I had the best conversation while helping my friends move in on saturday. I love those conversations with people that you don't know well, but you get deep fast and learn so much. It was on a trip to a dump nonetheless where we talked about how relationships with your dad affect your view of God. Pastor Darin's sermon that sunday left a mark on a lot of us. But not just with fathers but with people in general. To be quite honest, pretty much all of the most important people in my life have completley screwed up. They have broken my trust, hurt me, and have caused quite a lot of hurt in my life. That's the cause, well with every cause there's an effect right? I suck at trusting people. Even worse when I do trust people they only end up breaking my trust to encourage the cycle even more. Well no wonder that in my relationship with God and others I feel like a scared little puppy waiting expectantly for the next hurt to come. And maybe deep down I feel like God likes to let me hurt, or maybe I know He is trying to get my attention. But maybe I'm mad at Him because He won't give me the one thing I want more than anything. One day, or maybe never I will understand what the heck He is doing in the big picture. But I'm so thankful in the small picture that He let me have a pretty amazing day today. Youth Ministry kicks (insert word that I can't say here) haha :-) I must say it's one of the only times where I feel completley in my element and actually feel almost like I'm good at something.

well it's almost one, so I need to wrap up my ranting :-)
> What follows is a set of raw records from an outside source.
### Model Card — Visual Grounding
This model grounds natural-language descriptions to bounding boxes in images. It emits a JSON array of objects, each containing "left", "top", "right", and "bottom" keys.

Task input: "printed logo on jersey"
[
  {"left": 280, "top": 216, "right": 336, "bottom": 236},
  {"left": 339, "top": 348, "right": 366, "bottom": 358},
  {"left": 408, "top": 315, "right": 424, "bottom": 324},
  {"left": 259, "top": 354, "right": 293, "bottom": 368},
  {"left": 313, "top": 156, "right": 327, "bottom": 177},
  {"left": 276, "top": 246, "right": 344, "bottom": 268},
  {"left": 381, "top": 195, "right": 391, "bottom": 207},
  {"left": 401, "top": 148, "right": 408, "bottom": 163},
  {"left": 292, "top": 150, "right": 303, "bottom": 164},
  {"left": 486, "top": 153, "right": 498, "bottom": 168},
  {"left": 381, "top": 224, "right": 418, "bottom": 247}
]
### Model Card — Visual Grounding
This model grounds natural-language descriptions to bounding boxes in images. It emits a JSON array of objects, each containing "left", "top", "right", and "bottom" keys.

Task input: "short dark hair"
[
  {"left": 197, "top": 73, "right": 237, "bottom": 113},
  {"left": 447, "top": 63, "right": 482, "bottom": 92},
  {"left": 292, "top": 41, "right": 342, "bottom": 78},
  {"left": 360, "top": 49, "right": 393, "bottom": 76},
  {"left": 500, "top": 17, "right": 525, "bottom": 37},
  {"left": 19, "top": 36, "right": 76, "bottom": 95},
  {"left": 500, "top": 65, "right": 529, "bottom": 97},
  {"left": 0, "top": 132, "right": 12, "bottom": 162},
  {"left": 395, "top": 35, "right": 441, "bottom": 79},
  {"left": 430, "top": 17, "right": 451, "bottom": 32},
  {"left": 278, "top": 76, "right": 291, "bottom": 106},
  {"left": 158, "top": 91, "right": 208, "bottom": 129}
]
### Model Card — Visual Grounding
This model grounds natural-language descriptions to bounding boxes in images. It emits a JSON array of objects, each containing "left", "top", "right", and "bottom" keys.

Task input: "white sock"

I am so glad that my God searches me and that He knows me. That He is with me now and that I will hopefully be able to fall asleep. Meditating on Phil 4:8, I'm really glad that God has given me a desire for purity, and sure I fail, but I try so hard to guard my mind and to not put junk into it. But I really need to work on purity in my heart, because I give far too easily and sometimes when you give something away you just can't get it back. I should be saving everything for my God.